Also "hengissä" and "elossa" - both mean "alive", the first one derived from the verb "hengittää" (to breathe), and the second one from the poetic form "elo" of the noun "elämä" (life).

And then there's "pilvessä" - literally "within a cloud", can be used to talk about a cloudy sky (taivas on pilvessä) or being high on some substance (olen pilvessä).


I love the -assa usage. Often very poetic. Although I was a bit bothered by "Pussa istuu suomalainen, joka haluaa olla raukässa"

So that's why finland has so many trees. And saunas (for afterwards...)


My translation was: You are not picking berries nor fishing. Rejected by DL. I believe it does not have to be translated as -neither...nor-, so I have objected.
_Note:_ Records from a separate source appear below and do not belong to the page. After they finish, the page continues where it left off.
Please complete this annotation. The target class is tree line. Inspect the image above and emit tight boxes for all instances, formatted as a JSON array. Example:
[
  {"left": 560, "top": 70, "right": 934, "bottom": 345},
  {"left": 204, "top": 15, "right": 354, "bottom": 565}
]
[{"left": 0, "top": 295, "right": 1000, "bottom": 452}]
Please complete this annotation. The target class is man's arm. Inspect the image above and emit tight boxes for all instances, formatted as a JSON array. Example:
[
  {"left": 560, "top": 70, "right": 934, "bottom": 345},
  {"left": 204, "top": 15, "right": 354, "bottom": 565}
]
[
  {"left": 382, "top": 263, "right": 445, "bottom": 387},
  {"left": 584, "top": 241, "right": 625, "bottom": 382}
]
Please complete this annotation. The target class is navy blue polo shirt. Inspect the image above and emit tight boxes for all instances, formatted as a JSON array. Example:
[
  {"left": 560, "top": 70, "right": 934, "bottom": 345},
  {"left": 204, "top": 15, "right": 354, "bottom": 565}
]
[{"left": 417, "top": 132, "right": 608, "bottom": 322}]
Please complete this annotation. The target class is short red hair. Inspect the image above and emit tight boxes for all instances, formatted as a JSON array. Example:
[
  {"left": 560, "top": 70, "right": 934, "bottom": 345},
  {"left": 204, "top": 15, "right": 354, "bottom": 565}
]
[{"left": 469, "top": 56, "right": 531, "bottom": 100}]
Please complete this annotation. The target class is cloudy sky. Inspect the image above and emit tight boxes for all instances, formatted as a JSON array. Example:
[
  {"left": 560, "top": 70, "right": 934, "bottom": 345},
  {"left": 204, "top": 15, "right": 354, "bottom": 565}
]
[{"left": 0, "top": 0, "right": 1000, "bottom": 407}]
The compilers need to brush up on their English in its many expressions. Berry-picking means picking berries


It is difficult/impossible to cover all possible correct translations. If you think your answer should be accepted, report the question. The course is still in a beta state.


This one tripped me up too. I answered berry picking rather than picking berries. I reported it to request that berry picking is accepted as an alternative answer. :)

It feels good to be working through the beta course and helping to improve it!


Jäässä is another that hasn't been mentioned yet, meaning "frozen" (lit. translation: 'in ice')


Tsk! Tuhma! =) Helpful commentary as always, folks.